Founder of an Empire. Also known as Mari-Diata, Sundiata is celebrated in West African oral tradition as the great warrior-king who established the territorial basis for the prosperous Empire of Mali. He is said to have been the twelfth and youngest son of the king of the small kingdom of Kangaba (in present-day Guinea on a tributary of the Niger River). According to legend, when the Susu king Sumanguru conquered Kangaba, he killed all the heirs to the throne except Sundiata, who was a crippled child and thought to have a doubtful future. Sundiata later made a miraculous recovery, regaining the use of his legs.

Empire Building. Sundiata became king in 1230, after staging a successful coup d’état against his uncle, and set about building an empire.
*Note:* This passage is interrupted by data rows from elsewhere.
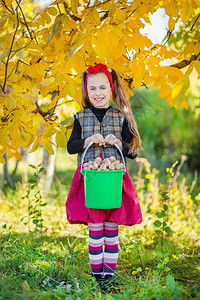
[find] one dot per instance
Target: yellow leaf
(180, 89)
(49, 131)
(13, 152)
(188, 51)
(38, 124)
(3, 55)
(184, 104)
(197, 2)
(2, 160)
(61, 139)
(74, 5)
(197, 48)
(51, 10)
(171, 23)
(70, 90)
(186, 7)
(35, 145)
(53, 102)
(68, 133)
(25, 286)
(1, 111)
(197, 66)
(8, 3)
(10, 103)
(173, 74)
(48, 147)
(139, 75)
(47, 81)
(165, 90)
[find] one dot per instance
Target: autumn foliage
(44, 51)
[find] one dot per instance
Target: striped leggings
(106, 233)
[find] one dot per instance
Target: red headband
(94, 70)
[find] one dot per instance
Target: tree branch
(25, 23)
(10, 50)
(184, 63)
(4, 4)
(195, 21)
(22, 47)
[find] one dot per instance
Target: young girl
(104, 125)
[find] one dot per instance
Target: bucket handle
(90, 144)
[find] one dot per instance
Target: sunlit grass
(55, 264)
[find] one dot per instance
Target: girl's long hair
(121, 101)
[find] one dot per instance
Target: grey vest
(111, 124)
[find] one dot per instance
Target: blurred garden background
(44, 50)
(43, 257)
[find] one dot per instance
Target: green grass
(54, 263)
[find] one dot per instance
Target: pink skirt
(77, 213)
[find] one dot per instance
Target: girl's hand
(111, 139)
(97, 138)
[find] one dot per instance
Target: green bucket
(103, 189)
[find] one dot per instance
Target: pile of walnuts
(110, 163)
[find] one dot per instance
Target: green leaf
(170, 282)
(157, 223)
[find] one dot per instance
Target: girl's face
(99, 90)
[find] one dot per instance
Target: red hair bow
(94, 70)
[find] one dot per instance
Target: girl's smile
(99, 90)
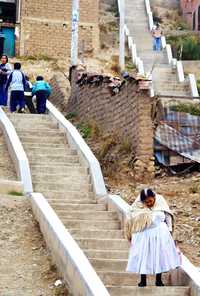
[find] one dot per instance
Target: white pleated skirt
(153, 251)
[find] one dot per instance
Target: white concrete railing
(179, 65)
(180, 71)
(16, 152)
(69, 258)
(149, 14)
(86, 156)
(132, 48)
(163, 42)
(169, 53)
(178, 277)
(193, 85)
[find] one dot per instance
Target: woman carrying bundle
(149, 228)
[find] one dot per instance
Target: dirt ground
(181, 192)
(25, 266)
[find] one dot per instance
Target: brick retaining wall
(128, 113)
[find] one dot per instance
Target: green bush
(186, 47)
(71, 115)
(198, 86)
(84, 129)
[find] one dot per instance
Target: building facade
(191, 13)
(43, 28)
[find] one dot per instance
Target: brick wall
(60, 92)
(46, 27)
(128, 113)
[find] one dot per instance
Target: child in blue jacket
(42, 90)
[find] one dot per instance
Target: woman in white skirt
(149, 228)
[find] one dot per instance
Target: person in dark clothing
(5, 70)
(42, 90)
(28, 96)
(17, 83)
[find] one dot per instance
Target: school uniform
(42, 90)
(17, 84)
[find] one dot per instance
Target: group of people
(149, 228)
(21, 89)
(157, 34)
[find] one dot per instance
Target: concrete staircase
(7, 170)
(165, 80)
(58, 174)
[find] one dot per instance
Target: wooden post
(74, 41)
(122, 36)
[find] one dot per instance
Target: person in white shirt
(17, 84)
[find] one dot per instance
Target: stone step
(58, 206)
(51, 168)
(48, 146)
(63, 177)
(105, 244)
(31, 139)
(171, 87)
(106, 253)
(69, 199)
(83, 215)
(72, 186)
(153, 291)
(116, 278)
(27, 117)
(173, 93)
(44, 158)
(108, 264)
(95, 225)
(70, 195)
(37, 133)
(77, 233)
(35, 150)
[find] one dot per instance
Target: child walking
(17, 83)
(42, 90)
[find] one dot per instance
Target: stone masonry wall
(60, 92)
(46, 27)
(128, 113)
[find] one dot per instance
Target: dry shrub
(115, 64)
(125, 146)
(95, 129)
(107, 145)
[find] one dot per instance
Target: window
(8, 12)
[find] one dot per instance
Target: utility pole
(122, 35)
(74, 41)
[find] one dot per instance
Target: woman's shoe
(159, 284)
(142, 284)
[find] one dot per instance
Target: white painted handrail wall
(16, 152)
(70, 259)
(132, 48)
(193, 85)
(149, 13)
(76, 142)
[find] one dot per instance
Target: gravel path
(25, 265)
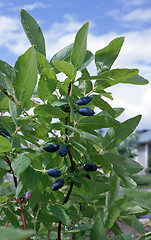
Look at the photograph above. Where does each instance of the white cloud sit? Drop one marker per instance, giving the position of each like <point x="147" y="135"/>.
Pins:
<point x="135" y="53"/>
<point x="31" y="6"/>
<point x="140" y="14"/>
<point x="129" y="3"/>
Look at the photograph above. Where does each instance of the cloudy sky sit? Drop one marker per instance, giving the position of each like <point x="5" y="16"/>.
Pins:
<point x="60" y="20"/>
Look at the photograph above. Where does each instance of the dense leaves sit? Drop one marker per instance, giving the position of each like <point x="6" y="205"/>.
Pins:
<point x="47" y="132"/>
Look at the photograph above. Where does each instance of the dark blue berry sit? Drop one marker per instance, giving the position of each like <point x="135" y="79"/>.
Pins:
<point x="54" y="172"/>
<point x="63" y="150"/>
<point x="51" y="148"/>
<point x="57" y="184"/>
<point x="90" y="167"/>
<point x="86" y="111"/>
<point x="84" y="100"/>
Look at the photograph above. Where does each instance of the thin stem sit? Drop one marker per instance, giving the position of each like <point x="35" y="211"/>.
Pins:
<point x="19" y="200"/>
<point x="72" y="167"/>
<point x="59" y="230"/>
<point x="15" y="179"/>
<point x="35" y="223"/>
<point x="68" y="194"/>
<point x="6" y="224"/>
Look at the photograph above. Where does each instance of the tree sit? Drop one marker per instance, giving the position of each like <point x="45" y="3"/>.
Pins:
<point x="59" y="190"/>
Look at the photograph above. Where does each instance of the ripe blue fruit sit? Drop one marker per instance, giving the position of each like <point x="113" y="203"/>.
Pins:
<point x="51" y="148"/>
<point x="84" y="100"/>
<point x="27" y="195"/>
<point x="63" y="150"/>
<point x="54" y="172"/>
<point x="57" y="184"/>
<point x="86" y="111"/>
<point x="6" y="132"/>
<point x="90" y="167"/>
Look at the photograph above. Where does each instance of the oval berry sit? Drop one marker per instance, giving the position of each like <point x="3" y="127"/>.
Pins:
<point x="84" y="100"/>
<point x="57" y="184"/>
<point x="27" y="195"/>
<point x="6" y="132"/>
<point x="63" y="150"/>
<point x="51" y="148"/>
<point x="90" y="167"/>
<point x="54" y="172"/>
<point x="86" y="111"/>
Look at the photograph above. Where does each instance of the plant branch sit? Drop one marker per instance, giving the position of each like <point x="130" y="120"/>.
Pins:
<point x="19" y="200"/>
<point x="72" y="167"/>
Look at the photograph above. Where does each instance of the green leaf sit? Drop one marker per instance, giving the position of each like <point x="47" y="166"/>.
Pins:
<point x="124" y="236"/>
<point x="42" y="62"/>
<point x="78" y="53"/>
<point x="117" y="134"/>
<point x="26" y="76"/>
<point x="88" y="59"/>
<point x="100" y="103"/>
<point x="49" y="111"/>
<point x="13" y="111"/>
<point x="97" y="122"/>
<point x="105" y="57"/>
<point x="137" y="80"/>
<point x="4" y="165"/>
<point x="3" y="199"/>
<point x="60" y="213"/>
<point x="5" y="145"/>
<point x="97" y="231"/>
<point x="31" y="178"/>
<point x="47" y="84"/>
<point x="6" y="69"/>
<point x="11" y="217"/>
<point x="6" y="84"/>
<point x="33" y="32"/>
<point x="6" y="125"/>
<point x="14" y="233"/>
<point x="20" y="164"/>
<point x="115" y="211"/>
<point x="66" y="68"/>
<point x="112" y="194"/>
<point x="81" y="148"/>
<point x="62" y="55"/>
<point x="72" y="111"/>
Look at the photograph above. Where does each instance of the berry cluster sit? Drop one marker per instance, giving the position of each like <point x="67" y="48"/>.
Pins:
<point x="63" y="149"/>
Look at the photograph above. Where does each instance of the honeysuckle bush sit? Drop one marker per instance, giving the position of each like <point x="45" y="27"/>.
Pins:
<point x="38" y="108"/>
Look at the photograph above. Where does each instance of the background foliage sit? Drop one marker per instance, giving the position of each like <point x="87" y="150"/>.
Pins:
<point x="38" y="108"/>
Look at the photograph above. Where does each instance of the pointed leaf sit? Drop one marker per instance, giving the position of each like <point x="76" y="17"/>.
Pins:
<point x="66" y="68"/>
<point x="6" y="69"/>
<point x="4" y="165"/>
<point x="5" y="145"/>
<point x="31" y="178"/>
<point x="97" y="231"/>
<point x="100" y="103"/>
<point x="137" y="80"/>
<point x="14" y="233"/>
<point x="49" y="111"/>
<point x="26" y="76"/>
<point x="47" y="84"/>
<point x="33" y="32"/>
<point x="105" y="57"/>
<point x="78" y="53"/>
<point x="116" y="135"/>
<point x="20" y="164"/>
<point x="97" y="122"/>
<point x="88" y="59"/>
<point x="62" y="55"/>
<point x="42" y="62"/>
<point x="60" y="214"/>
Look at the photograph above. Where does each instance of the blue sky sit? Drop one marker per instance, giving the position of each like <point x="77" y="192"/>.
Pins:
<point x="60" y="20"/>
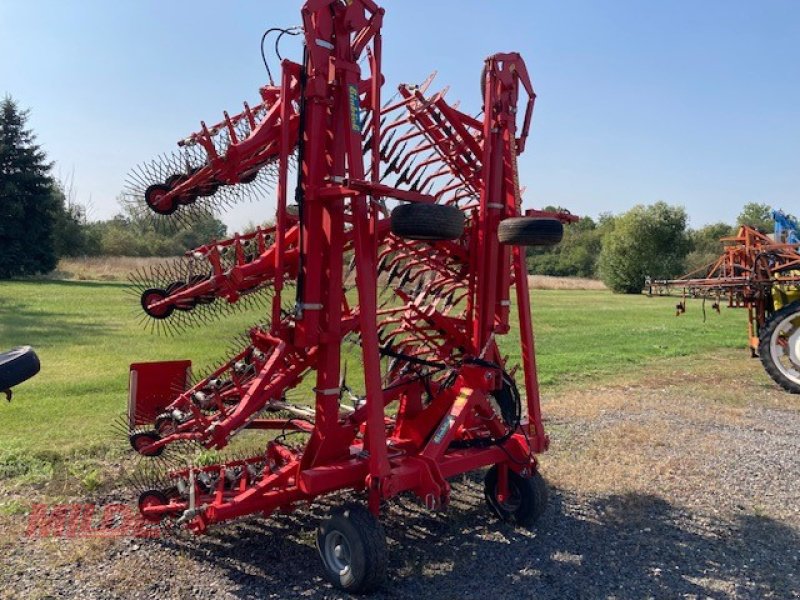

He defeated Sumanguru at the Battle of Kirina in 1235, and by 1240 he had captured Kumbi Saleh, capital city of the old Empire of Ghana. He also gained control over the southern end of the trans-Saharan caravan routes and the Wangara goldfields between the upper Niger and the Senegal Rivers. Though he was a Muslim, Sundiata also practiced traditional ways and was reputed to have had enormous magical powers. Some of his military victories, including his defeat of Sumanguru, were attributed to his magic. Sundiata died in 1255, after ruling for twenty-five years.

Sources

Nehemia Levtzion, “The early states of the Western Sudan to 1500,” in The History of West Africa, edited by J. F. A. Ajayi and Michael Crowder, second edition, 2 volumes (New York: Columbia University Press, 1976,1987), I: 114-151.

D. T. Niane, Sundiata: An Epic of Old Mali, translated by G. D. Pickett (London: Longmans, 1965).